No matter the reason, the D beside Presley’s name may be his biggest barrier to becoming Mississippi’s next governor. Glenn Antizzo, an associate professor in the Department of History and Political Science at Mississippi College, said that politics have become so tribal that even if Reeves has fallen out of favor with many Republicans, they more than likely will “come home” to the GOP while standing alone in the voting booth. “People just don’t want to see the other team win,” Antizzo said.
What would it take, then, for Presley to pull off an upset? The math is daunting. A Democratic candidate is virtually guaranteed a touch above 30 percent of the statewide vote. (A truck driver who ran a $3,000 campaign and passed on voting in his own primary came out with 32 percent of the vote in the governor’s race in 2015.) That means Presley must present a message that, while rallying his base, also pulls in about 20 percent of voters inclined to vote Republican. King noted that doing so takes a phenomenal candidate, one that Mississippi has not produced in 25 years. And that’s only the first tightrope of many that Presley must walk, political observers say.

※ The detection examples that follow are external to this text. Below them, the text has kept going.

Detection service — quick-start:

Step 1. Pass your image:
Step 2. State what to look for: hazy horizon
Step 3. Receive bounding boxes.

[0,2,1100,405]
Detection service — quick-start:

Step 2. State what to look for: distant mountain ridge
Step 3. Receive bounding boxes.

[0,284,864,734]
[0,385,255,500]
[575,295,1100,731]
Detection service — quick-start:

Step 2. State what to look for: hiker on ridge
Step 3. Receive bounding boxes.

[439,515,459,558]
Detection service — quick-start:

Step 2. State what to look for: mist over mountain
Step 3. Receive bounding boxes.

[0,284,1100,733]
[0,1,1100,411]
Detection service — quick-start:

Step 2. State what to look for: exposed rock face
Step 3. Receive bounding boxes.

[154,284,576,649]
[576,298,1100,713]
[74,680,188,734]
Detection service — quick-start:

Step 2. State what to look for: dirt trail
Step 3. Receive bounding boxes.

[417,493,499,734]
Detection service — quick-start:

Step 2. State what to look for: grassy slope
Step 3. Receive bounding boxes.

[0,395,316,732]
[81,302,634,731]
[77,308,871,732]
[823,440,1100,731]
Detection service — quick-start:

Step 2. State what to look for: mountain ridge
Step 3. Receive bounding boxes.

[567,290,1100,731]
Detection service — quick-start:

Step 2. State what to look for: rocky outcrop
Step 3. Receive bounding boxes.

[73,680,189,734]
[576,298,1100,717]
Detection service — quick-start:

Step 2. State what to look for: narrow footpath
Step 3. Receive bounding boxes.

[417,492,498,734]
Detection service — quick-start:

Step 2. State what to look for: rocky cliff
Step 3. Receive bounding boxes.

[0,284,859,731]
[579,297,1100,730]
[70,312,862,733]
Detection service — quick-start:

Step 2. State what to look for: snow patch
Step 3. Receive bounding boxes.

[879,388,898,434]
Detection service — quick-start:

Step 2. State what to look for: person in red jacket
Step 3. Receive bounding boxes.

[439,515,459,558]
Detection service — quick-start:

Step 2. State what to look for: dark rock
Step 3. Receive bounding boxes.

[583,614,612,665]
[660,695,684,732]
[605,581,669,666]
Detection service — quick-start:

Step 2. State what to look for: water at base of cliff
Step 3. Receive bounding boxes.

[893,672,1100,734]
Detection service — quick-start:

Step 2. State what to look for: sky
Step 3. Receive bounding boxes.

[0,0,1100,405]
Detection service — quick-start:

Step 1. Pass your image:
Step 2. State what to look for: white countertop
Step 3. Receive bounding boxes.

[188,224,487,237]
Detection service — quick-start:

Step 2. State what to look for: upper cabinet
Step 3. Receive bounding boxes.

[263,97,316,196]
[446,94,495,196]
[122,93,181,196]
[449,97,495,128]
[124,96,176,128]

Presley needs Representative Bennie Thompson, the only Democrat in Mississippi’s congressional delegation, to help drive up turnout in an off-year election, while at the same time realizing that, in the words of Antizzo, “Bennie Thompson’s brand is toxic for so many conservative voters in the state.” And although Presley’s attacks on big business might endear him to individual voters, it will likely scare corporations away from his campaign. “That’s a sword that cuts both ways,” said Tim Kalich, a Mississippi journalist who has watched state politics for decades. Reeves’s war chest is nearly $8 million, versus Presley’s $725,000. That gap will be hard to close, given that Presley is largely unknown in the lower half of the state, from Jackson to the Gulf Coast, where Reeves has performed best. Antizzo said Presley faces something of a catch-22: He needs money to increase his name recognition in southern Mississippi, but in order to raise that money he needs to be better known.
All of this explains why everyone interviewed for this story said Reeves is the heavy favorite. But every year brings at least one major electoral upset that shocks the pundits and data-crunchers, and there’s still a lot that could go wrong for Reeves this year to increase Presley’s chances of being that unicorn. At the very least, the race is compelling enough to keep the state’s political observers rapt. “I would not hesitate,” said Charlie Mitchell, a longtime journalist in the state, “to call this the most interesting race for governor in Mississippi in the last 20 years.”